Interpretive Information >> CMMC Antibiotic Susceptibility Report >> Supplemental Antibiotic Information
- Other antibiotic sensitivities are available by special request through the microbiology lab.
- Pseudomonas, Enterobacter, Serratia and Acinetobacter have inducible betalactamases and may develop resistance while on monotherapy with beta-lactam antibiotics.
- Pneumococcus is developing significant resistance to penicillin, it is no longer the drug of empiric choice for serious infections like sepsis and meningitis.
- When starting empiric therapy for meningitis (age 1month-adult) vancomycin and dexamethasone are now recommended. Dexamethasone should be administered before the first antibiotic dose.
- When obtaining deep tissue, abscess or bone for culture be sure to send the specimen to the lab in a non-formalinized, sterile container. Pieces of tissue and bone are always better microbiologic specimens than swabs.
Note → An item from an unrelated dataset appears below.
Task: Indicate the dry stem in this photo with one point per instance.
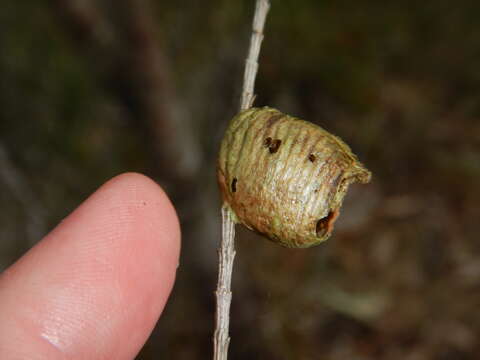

- Rifampin should never be used as monotherapy. Always use rifampin in combination with other anti-infective agents.
- Suspected bacterial meningitis patients should receive antibiotic within 30 minutes of reaching the medical care system.
- Patients with resistant organisms (i.e. MRSA, VRE) require special isolation. Please call Infection Control (x2892) and refer to the infection control manual.
- MRSA and methicillin resistant coagulase negative staphylocci should be considered resistant to all currently available B-lactam antibiotics.
- Combination therapy of penicillin, ampicillin or vancomycin, plus an aminoglycoside, is usually indicated for serious enterococcal infections, such as endocarditis.
- For surgical prophylaxis, antibiotics should be administered within one hour of incision.